Using stoichiometry and the balanced chemical equation, we can determine the moles of H₂ produced by comparing the stoichiometric coefficients: \(2 NaCl(aq) + 2 H_2O(l) \longrightarrow 2 NaOH(aq) + H_2(g) + Cl_2(g)\) From the balanced equation, we can observe that 1 mole of H₂ is produced for every 1 mole of Cl₂. Therefore, the moles of H₂ produced is equal to the moles of Cl₂: moles of H₂ = moles of Cl₂ = \(2.118 \times 10^{7}~mol\)

Similarly, we can determine the moles of NaOH produced using stoichiometry. From the balanced equation, we can observe that 2 moles of NaOH are produced for every 1 mole of Cl₂. Therefore, we can calculate the moles of NaOH produced: moles of NaOH = 2 x moles of Cl₂ = 2 x \(2.118 \times 10^{7}~mol\) moles of NaOH = \(4.236 \times 10^{7}~mol\)

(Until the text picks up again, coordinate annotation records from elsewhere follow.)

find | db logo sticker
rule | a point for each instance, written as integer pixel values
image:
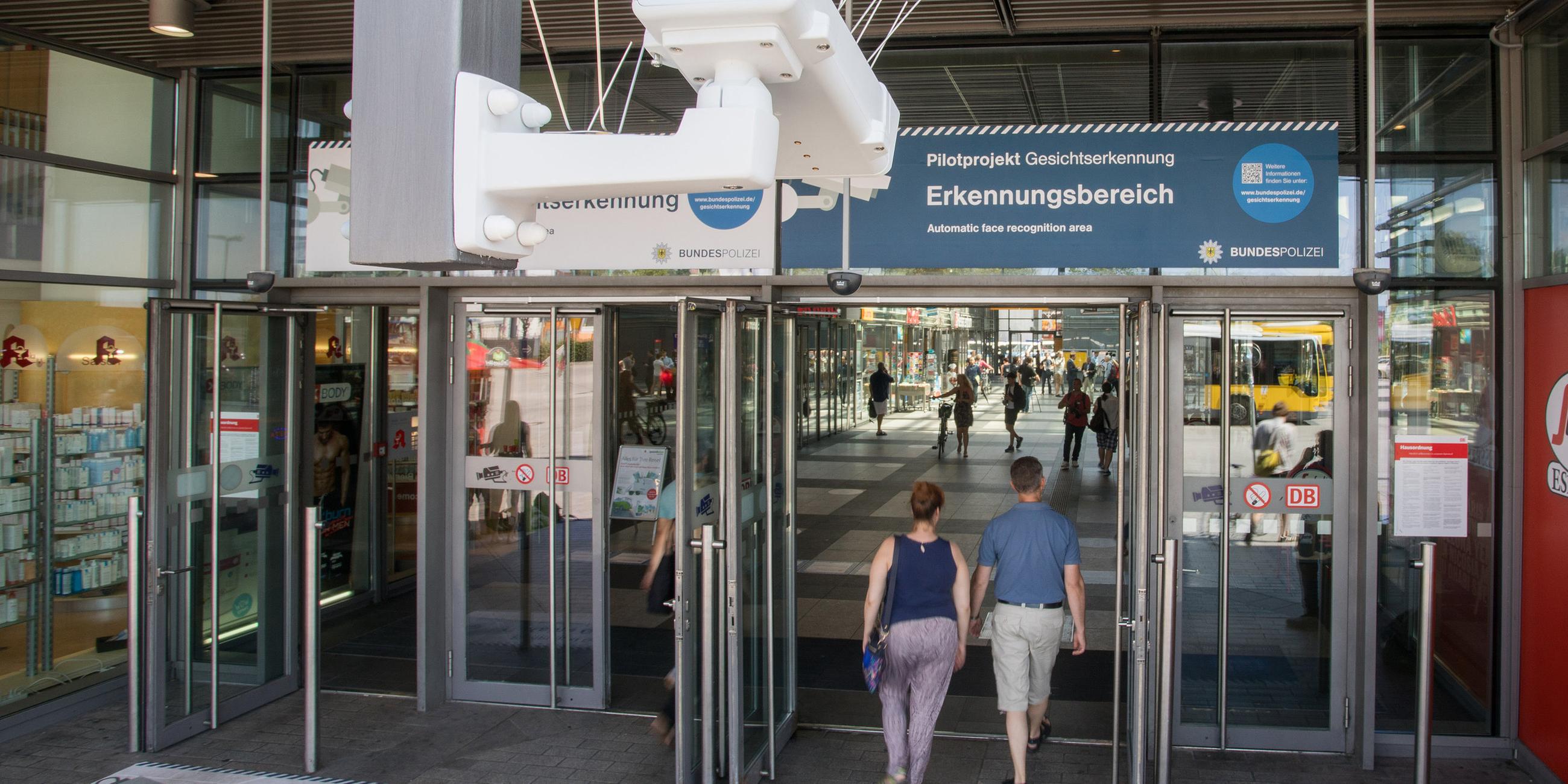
(1300, 496)
(1256, 495)
(1558, 437)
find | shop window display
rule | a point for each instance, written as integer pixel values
(72, 385)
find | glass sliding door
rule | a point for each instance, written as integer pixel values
(221, 532)
(1260, 623)
(1136, 543)
(735, 571)
(529, 617)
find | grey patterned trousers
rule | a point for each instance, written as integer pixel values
(919, 665)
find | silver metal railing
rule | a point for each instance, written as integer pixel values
(1427, 570)
(312, 639)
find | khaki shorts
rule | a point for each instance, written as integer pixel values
(1025, 645)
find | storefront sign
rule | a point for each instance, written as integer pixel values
(1558, 437)
(1239, 195)
(1274, 495)
(673, 231)
(1543, 548)
(1430, 485)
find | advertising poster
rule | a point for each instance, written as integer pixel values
(1430, 487)
(335, 464)
(639, 479)
(1234, 195)
(1543, 636)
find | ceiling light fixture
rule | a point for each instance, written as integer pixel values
(174, 17)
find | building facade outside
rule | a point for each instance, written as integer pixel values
(131, 174)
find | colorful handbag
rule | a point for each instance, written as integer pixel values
(877, 648)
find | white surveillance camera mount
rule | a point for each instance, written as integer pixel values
(783, 93)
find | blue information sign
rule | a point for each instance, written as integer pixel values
(1245, 195)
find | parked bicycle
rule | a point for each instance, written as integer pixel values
(943, 413)
(651, 421)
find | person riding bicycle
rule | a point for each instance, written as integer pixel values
(963, 396)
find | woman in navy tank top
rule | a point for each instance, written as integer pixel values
(926, 642)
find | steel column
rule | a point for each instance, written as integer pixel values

Finally, to obtain the quantities of H₂ and NaOH produced, we need to convert the moles back into mass using their respective molar masses. The molar mass of H₂ is 2.016 g/mol, and that of NaOH is 22.99 + 15.999 + 1.008 = 39.998 g/mol. So, mass of H₂ produced = moles of H₂ x molar mass of H₂ mass of H₂ produced = \(2.118 \times 10^{7}~mol \times 2.016~g/mol\) mass of H₂ produced = \(4.269 \times 10^{7}~g\) or \(4.269 \times 10^{4}~kg\) mass of NaOH produced = moles of NaOH x molar mass of NaOH mass of NaOH produced = \(4.236 \times 10^{7}~mol \times 39.998~g/mol\) mass of NaOH produced = \(1.694 \times 10^{9}~g\) or \(1.694 \times 10^{6}~kg\) So, the estimated quantities of H₂ and NaOH produced are approximately 42,690 kg of H₂ and 1,694,000 kg of NaOH.